This two-part speaker series will highlight the significance of rivers on human history in Greater Des Moines.
The confluence of the Des Moines and Raccoon rivers has attracted humans for at least 7,200 years, from hunter-gatherers living in small houses along the river, to prehistoric mound builders, to soldiers exploring the area, to residents of a growing metropolis.
“Our time in this area represents a tiny fraction of the overall human timeline,” said John Wenck, water trails coordinator for the Iowa Department of Natural Resources. “And I think the more we understand its history, the more we can appreciate this unique natural and cultural resource.”
The river history speaker series is part of a regional water trails and greenways planning effort funded by Iowa Department of Natural Resources and led by the Des Moines Area Metropolitan Planning Organization.

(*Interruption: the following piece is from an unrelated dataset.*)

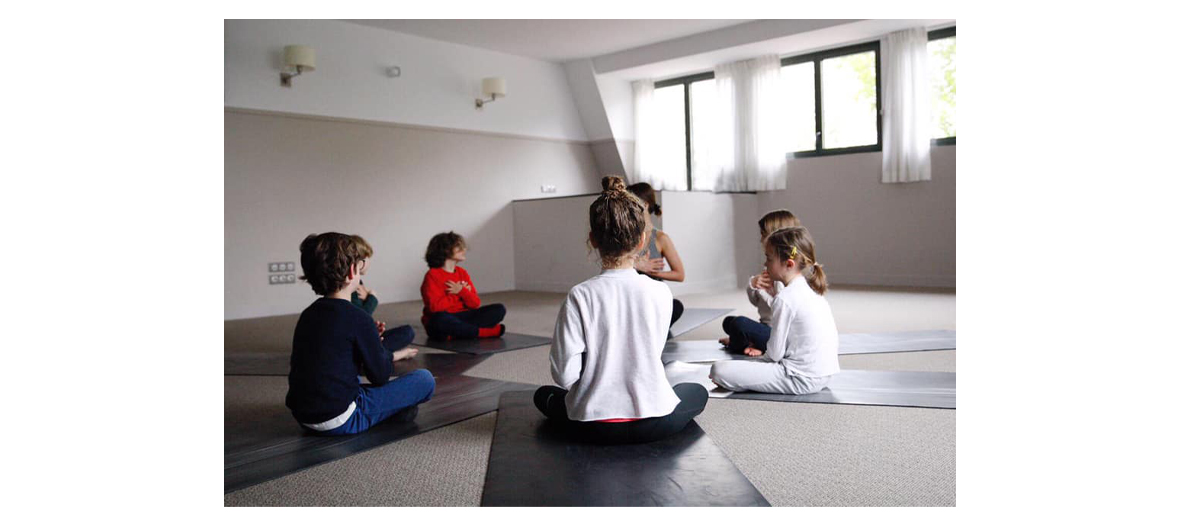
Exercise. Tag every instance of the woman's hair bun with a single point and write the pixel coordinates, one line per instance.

Part 1 – 2 p.m. Saturday, Jan. 9, Hoyt Sherman Place, 1501 Woodland Ave., Des Moines
Bill Whittaker, the interim research director of the Office of State Archaeologist and co-author of the 2015 book “The Archaeological Guide to Iowa,” will discuss and exhibit the results of recent archaeological investigations in and around Des Moines, including the fort established at the confluence of the Des Moines and Raccoon rivers.
Kathy Gourley, historian with the State Historical Society of Iowa, will discuss the Meskwaki and Sauk migrations from the area of present day Des Moines to Kansas in the mid-1840s. Her master’s thesis focused on discerning locations of Sauk and Meskwaki villages, trading posts, government Indian agencies, and U.S. military forts in Iowa during the 1830s and 1840s.
Part 2 – 2 p.m. Saturday, Jan. 16, Hoyt Sherman Place, 1501 Woodland Ave., Des Moines
John P. Zeller, Des Moines native and local historian, will give a presentation titled “Fishing Money from the River: Historic Uses and Misuses of the Des Moines River,” showing early hunting and fishing, steamboats, mills, factories, ice and slaughter houses, water works, sewers, railroads – and how the City Beautiful Movement ended most of it.
John Wenck, water trails coordinator for the Iowa DNR, will speak about Des Moines pioneer and river man Tacitus Hussey, a printer, newspaper man, poet, historian, conservationist and civic leader, championing most city improvement efforts, but especially those concerning the rivers.